Presentato alla 79esima Mostra del Cinema di Venezia, il film di Gianni Amelio, Il signore delle formiche, prende spunto da un celebre processo degli anni ‘60.
Il drammaturgo, poeta e mirmecologo Aldo Braibanti morto nel 2014, fu condannato a nove anni di reclusione per aver plagiato cioè sottomesso alla sua volontà, in senso fisico e psicologico, un suo studente maggiorenne. Il giovane fu ricoverato in una casa di cura e sottoposto ad una serie di elettroshock ed iniezioni di insulina affinchè guarisse dall’omosessualità. (Molti in quegli anni ricorrevano a Padre Pio e addirittura agli esorcisti!).

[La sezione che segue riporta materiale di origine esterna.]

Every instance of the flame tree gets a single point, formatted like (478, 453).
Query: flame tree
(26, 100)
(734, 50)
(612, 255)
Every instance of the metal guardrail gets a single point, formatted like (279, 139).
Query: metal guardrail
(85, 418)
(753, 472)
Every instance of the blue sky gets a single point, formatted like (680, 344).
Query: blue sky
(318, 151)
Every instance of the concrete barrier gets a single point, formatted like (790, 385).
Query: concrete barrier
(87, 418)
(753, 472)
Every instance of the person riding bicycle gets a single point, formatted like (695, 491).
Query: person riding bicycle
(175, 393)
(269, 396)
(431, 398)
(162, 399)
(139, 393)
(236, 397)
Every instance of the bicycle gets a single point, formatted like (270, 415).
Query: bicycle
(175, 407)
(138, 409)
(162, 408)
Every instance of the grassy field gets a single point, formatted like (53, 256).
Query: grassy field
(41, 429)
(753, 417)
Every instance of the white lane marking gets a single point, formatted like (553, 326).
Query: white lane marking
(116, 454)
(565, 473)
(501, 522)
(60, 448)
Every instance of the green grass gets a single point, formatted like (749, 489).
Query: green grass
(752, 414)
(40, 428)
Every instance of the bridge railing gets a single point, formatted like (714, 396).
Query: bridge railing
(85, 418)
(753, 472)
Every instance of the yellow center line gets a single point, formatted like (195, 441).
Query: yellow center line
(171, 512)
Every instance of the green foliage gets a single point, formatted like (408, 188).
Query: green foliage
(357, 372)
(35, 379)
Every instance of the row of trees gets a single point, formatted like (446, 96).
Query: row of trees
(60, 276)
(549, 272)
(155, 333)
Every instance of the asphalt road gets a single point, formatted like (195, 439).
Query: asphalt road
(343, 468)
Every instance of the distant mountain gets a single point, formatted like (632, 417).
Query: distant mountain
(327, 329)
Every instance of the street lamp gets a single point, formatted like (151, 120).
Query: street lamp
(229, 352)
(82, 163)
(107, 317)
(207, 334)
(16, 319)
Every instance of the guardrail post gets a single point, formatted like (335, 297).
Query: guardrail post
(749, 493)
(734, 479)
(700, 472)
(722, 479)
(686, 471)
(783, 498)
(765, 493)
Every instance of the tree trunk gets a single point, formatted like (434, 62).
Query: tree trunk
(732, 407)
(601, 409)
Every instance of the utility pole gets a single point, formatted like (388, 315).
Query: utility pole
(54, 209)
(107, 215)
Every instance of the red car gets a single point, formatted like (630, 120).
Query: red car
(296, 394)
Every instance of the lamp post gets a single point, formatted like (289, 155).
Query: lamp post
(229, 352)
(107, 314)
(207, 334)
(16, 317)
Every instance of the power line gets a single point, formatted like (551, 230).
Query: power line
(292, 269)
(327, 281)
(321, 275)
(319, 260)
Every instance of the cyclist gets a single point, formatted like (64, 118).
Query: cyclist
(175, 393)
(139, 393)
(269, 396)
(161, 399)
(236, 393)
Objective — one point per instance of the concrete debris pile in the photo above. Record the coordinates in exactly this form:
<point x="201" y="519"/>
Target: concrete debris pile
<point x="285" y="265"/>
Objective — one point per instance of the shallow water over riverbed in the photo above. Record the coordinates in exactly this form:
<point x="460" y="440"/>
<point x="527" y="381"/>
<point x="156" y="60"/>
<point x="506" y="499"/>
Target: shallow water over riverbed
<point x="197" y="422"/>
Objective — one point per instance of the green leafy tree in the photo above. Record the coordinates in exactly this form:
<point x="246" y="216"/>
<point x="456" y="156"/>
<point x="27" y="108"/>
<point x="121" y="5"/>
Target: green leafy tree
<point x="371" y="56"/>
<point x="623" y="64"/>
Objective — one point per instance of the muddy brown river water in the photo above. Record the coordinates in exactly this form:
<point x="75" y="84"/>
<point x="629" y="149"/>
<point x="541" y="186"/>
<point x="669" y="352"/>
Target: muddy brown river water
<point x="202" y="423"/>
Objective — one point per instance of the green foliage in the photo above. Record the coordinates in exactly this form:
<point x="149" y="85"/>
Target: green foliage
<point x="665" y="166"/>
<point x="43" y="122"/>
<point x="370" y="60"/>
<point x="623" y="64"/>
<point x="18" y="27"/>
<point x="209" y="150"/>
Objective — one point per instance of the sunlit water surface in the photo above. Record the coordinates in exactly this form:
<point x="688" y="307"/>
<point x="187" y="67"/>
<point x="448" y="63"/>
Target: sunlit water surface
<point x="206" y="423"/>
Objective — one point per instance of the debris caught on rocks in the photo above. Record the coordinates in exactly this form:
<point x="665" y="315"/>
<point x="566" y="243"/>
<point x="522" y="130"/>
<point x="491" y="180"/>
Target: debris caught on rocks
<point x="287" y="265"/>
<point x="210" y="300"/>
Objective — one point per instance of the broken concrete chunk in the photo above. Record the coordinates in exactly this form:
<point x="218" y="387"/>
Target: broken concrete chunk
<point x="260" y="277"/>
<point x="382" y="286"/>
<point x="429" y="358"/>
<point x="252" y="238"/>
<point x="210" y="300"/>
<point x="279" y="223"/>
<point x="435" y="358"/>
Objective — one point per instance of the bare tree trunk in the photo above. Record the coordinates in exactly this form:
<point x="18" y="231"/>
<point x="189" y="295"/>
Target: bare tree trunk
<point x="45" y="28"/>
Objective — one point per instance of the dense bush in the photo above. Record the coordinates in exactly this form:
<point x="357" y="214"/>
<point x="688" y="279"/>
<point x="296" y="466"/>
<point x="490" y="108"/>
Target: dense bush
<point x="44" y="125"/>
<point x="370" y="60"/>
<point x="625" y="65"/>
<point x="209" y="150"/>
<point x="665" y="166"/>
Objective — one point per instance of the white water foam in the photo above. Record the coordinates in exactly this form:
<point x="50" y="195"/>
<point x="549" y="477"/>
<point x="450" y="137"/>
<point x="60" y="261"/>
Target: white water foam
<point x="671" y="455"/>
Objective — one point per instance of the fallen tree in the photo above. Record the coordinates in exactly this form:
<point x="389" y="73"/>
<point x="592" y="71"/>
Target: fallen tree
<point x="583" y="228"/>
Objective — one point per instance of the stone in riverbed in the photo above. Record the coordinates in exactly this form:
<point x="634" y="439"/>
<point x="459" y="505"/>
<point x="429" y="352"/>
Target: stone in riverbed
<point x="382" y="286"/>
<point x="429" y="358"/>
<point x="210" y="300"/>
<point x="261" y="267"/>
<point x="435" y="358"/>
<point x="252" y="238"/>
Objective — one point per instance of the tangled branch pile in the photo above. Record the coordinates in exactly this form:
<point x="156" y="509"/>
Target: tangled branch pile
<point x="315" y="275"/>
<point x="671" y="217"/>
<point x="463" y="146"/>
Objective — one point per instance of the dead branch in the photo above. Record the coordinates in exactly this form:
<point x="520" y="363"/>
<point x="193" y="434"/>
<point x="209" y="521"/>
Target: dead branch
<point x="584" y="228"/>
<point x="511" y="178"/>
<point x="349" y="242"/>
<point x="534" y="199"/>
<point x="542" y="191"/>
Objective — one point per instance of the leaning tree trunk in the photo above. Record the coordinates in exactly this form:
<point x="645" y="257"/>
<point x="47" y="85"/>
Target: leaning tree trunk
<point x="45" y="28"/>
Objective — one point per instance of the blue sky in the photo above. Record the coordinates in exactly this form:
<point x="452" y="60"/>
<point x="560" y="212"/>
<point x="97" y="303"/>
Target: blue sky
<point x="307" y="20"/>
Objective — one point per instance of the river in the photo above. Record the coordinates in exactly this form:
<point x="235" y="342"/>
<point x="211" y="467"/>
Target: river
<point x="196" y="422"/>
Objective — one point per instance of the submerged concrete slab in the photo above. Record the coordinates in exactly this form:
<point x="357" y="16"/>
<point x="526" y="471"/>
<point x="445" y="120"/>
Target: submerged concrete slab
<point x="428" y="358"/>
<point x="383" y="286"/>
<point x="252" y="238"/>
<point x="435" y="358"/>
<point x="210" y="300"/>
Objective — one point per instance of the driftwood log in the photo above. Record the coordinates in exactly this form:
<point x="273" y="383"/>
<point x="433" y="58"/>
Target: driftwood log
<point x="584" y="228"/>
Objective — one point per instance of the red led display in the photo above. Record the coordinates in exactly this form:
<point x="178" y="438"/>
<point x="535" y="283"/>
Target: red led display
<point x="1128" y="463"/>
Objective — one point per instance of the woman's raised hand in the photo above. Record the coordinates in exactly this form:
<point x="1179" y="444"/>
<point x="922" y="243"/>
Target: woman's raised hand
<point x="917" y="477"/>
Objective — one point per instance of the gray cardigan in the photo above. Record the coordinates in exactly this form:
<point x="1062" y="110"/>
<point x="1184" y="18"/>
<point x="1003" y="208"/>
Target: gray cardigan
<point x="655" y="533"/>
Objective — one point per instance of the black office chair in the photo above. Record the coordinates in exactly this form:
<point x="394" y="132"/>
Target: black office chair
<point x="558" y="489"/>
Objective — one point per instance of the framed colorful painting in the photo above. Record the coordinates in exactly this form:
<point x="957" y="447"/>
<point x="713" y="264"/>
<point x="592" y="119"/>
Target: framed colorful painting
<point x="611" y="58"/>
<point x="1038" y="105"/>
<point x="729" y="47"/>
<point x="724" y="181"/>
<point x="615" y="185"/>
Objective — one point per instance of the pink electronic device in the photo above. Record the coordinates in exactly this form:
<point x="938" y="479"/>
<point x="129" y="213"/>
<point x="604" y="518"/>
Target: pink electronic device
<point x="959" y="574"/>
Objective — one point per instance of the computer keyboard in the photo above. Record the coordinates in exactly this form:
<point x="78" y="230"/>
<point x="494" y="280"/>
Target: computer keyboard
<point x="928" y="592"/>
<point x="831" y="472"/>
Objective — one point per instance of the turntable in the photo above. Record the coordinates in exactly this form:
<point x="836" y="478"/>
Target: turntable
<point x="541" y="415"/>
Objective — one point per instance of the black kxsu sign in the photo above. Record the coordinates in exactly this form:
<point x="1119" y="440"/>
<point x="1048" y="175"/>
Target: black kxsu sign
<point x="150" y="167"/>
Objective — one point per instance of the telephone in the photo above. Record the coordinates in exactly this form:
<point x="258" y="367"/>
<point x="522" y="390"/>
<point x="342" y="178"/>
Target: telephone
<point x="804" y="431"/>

Bisognerà attendere il 1981 affinchè il reato di plagio sia abolito dal codice penale perché ritenuto incostituzionale con la sentenza N°96 (Pubblicazione Gazzetta Ufficiale n° 158 del 10 giugno 1981).
Il signore delle formiche segue le vicende dell’accusa e del processo contro Braibanti che nel film è impersonato da Luigi Lo Cascio attraverso lo sguardo solidale di un giornalista de L’Unità, Ennio Scribani (Elio Germano). Degne di nota sono le posizioni del PCI, il grande partito operaio, influenzato dalle idee oscurantiste del Vaticano e quelle di un’Italia repressiva e ostile verso gli omosessuali.
Il film ben scritto e ben girato si avvale della presenza di due attori molto noti ed amati dal pubblico: Luigi Lo Cascio ed Elio Germano.
Il primo è uno straordinario Braibanti, credibilissimo nel ruolo di un professore che seduce ed ammalia con il solo uso delle parole che diventano citazioni, poesie, riflessioni, osservazioni su tutto quello che costituisce il nostro mondo fatto di emozioni e sentimenti. Il suo personaggio non deve risultare empatico e Lo Cascio fa di tutto perché ciò non avvenga con pause studiate, ruvidezza nei modi, arrabbiature frequenti ed immotivate rivolte ai suoi seguaci nel laboratorio creativo de la Torre, nelle campagne del piacentino.
Elio Germano riesce con il suo sguardo contenuto e solidale a sottolineare l’assurdità di quel clima bigotto e repressivo nell’Italietta del boom economico nonché l’impotenza della carta stampata nel formare un’opinione larga e condivisa su temi di grande attualità.
Il suo personaggio rassomiglia molto di più ad un investigatore privato per la giacca marrone di finta pelle e il cappello che non viene tolto neppure nell’aula del tribunale. È un giornalista atipico, capace di scontrarsi con le direttive di partito rigide ed anacronistiche. A questo proposito è illuminante la scena nella quale Ennio, che sa parlare bene la lingua russa aggiorna una delegazione del PCUS in visita nella capitale sui destini di Braibanti che è accusato di amare un ragazzo. La compagna sovietica non risponde ma il suo volto esprime disgusto.
Ma la vera rivelazione del film è l’ottimo Leonardo Maltese nel ruolo difficilissimo di Ettore Tagliaferri. Degne di nota sono le scene toccanti durante il processo dove Leonardo/Ettore, molto provato, riesce ad esprimere la sua verità che dovrebbe scagionare il professore Braibanti ma che invece lo inchioda alle sue presunte responsabilità con l’aggravante che per l’accusa tale verità è una ulteriore conferma che il giovane è stato plagiato.
Leonardo Maltese che rivedremo nel film di Marco Bellocchio La conversione ha tutte le carte in regola per diventare un attore di cui si parlerà nei prossimi decenni.
Il signore delle formiche è un film da vedere e da far vedere.
Il suo pregio più grande è quello di aver contribuito ad una riflessione matura sui temi legati all’omosessualità , temi ancora per molti aspetti irrisolti e che ancora oggi , a distanza di oltre 50 anni, dividono l’Italia.